If you like solar minimum, good news: It could last for years. That was one of the predictions issued last week by an international panel of experts who gathered at NOAA’s annual Space Weather Workshop to forecast the next solar cycle. If the panel is correct, already-low sunspot counts will reach a nadir sometime between July 2019 and Sept 2020, followed by a slow recovery toward a new Solar Maximum in 2023-2026.
“We expect Solar Cycle 25 will be very similar to Cycle 24: another fairly weak maximum, preceded by a long, deep minimum,” says panel co-chair Lisa Upton, a solar physicist with Space Systems Research Corp.
The solar cycle is like a pendulum, swinging back and forth between
periods of high and low sunspot number every 11 years or so. Researchers
have been tracking the cycle since it was discovered in the 19th
century. Not all cycles are alike. Some are intense, with lots of
sunspots and explosive solar flares; the Space Age began with a big
booming solar maximum. Others are weak, such as the most recent, Solar
Cycle 24, which peaked in 2012-2014 with relatively little action.

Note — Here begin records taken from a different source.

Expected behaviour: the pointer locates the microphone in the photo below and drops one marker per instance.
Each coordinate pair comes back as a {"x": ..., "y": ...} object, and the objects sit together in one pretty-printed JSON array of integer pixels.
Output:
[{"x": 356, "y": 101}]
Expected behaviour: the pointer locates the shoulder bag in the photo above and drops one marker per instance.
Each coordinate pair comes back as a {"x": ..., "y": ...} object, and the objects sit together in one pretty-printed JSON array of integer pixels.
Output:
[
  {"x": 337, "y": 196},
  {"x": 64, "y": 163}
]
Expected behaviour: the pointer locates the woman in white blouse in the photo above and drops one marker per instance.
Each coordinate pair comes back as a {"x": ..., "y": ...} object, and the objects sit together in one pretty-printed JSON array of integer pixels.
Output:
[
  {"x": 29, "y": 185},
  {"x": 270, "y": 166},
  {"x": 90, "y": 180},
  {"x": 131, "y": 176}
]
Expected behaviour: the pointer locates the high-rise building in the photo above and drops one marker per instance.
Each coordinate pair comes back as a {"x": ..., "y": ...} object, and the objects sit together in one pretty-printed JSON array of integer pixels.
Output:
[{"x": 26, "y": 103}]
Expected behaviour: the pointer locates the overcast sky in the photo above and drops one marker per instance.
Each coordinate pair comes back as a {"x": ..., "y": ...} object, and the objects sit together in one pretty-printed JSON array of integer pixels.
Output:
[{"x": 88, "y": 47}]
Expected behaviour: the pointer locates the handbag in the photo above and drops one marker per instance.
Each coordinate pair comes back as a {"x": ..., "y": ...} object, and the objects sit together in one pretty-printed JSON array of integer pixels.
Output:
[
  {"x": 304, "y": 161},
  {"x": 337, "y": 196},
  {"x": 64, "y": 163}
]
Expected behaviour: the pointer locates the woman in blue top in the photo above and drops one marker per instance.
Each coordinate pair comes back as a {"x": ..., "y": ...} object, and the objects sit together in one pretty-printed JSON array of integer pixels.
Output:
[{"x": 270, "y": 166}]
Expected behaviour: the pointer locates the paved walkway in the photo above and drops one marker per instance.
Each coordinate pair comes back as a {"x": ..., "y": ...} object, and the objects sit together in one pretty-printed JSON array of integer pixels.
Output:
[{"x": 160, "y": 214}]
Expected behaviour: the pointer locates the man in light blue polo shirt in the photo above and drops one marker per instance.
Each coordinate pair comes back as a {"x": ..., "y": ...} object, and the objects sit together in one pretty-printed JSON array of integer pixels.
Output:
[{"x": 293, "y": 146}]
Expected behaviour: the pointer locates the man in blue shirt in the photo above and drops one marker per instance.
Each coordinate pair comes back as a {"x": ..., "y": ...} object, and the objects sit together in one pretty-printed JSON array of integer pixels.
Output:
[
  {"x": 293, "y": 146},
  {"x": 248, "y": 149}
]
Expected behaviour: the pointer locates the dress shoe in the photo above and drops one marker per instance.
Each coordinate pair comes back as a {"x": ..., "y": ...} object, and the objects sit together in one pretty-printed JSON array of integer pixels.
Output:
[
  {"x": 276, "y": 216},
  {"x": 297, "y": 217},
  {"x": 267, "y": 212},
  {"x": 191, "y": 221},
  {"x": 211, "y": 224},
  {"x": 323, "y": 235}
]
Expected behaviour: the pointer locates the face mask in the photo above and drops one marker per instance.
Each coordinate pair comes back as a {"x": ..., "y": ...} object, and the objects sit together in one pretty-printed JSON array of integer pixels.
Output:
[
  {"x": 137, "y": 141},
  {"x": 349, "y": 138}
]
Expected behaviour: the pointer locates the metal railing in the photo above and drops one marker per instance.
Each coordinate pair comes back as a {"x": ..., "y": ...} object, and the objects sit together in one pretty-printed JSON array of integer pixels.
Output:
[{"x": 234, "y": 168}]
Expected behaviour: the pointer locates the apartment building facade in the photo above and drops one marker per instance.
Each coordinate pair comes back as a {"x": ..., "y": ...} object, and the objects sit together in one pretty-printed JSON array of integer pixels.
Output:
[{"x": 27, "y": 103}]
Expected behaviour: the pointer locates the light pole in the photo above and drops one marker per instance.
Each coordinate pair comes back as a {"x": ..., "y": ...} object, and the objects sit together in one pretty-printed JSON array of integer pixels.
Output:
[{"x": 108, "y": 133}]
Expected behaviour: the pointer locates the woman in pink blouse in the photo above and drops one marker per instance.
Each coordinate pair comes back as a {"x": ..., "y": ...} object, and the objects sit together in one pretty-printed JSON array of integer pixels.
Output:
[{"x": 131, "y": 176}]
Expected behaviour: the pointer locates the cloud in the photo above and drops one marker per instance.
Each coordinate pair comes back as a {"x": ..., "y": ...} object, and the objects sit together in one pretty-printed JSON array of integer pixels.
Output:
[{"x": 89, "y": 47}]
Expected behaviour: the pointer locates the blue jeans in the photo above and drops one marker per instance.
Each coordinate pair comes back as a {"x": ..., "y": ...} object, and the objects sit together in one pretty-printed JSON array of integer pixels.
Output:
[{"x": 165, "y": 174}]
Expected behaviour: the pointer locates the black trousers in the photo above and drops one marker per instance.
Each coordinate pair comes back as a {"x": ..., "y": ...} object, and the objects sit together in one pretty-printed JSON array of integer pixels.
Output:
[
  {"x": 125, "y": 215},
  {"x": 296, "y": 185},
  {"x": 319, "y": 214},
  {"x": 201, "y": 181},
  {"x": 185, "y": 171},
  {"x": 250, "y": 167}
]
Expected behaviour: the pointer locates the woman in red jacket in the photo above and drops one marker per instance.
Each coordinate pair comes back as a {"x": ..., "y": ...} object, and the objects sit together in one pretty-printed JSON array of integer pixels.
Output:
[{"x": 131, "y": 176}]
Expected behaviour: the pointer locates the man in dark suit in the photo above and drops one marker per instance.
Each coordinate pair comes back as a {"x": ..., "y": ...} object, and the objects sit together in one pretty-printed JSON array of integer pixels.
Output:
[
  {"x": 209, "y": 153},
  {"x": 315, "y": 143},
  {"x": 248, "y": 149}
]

Researchers are still learning to predict the ebb and flow of solar
activity. Forecasting techniques range from physical models of the sun’s
inner magnetic dynamo to statistical methods akin to those used by
stock market analysts.
“We assessed ~61 predictions in the following categories:
Climatology, Dynamo, Machine Learning/Neural Networks, Precursor
Methods, Spectral/Statistical Methods, Surface Flux Transport, and
Other,” says Upton. “The majority agreed that Solar Cycle 25 would be
very similar to Solar Cycle 24.”
“Here,” she says, “is a figure showing the last minimum and where we are with the current minimum.”
“As you can see – we haven’t quite reached the lowest levels of the last cycle – where we experienced several consecutive months with no sunspots. However, the panel expects that we should reach those levels.”
In recent years, the Internet has buzzed with the idea that a super-deep solar minimum such as the 70-year Maunder Minimum of the 17th century might cool the Earth, saving us from climate change. That’s not what the panel is saying, however.
“There is no indication that we are currently approaching a Maunder-type minimum in solar activity,” says Upton. Solar minimum will be deep, but not that deep.
The panel predicts a “fairly weak” Solar Cycle 25. What does that mean? Saying that a solar cycle is “weak” is a bit like saying hurricane season will be “weak.” In other words, there may be fewer storms, but when a storm comes, you’d better batten down the hatches. “Weak” Solar Cycle 24 produced a number of intense X-class solar flares, strong geomagnetic storms, and even a Ground Level Event (GLE) when solar energetic particles reached Earth’s surface. An equally “weak” Solar Cycle 25 could do the same 3 or 4 years hence.
Meanwhile, we have solar minimum. This is a widely misunderstood phase of the solar cycle. Many people think it brings a period of dull quiet. In fact, space weather changes in interesting ways. For instance, as the sun’s magnetic field weakens, holes open in the sun’s atmosphere. Emerging streams of solar wind buffet Earth’s magnetic field, sustaining auroras even without solar flares and sunspots. Some observers believe that Solar Minimum auroras have a distinctive palette, pinker than during other phases of the solar cycle.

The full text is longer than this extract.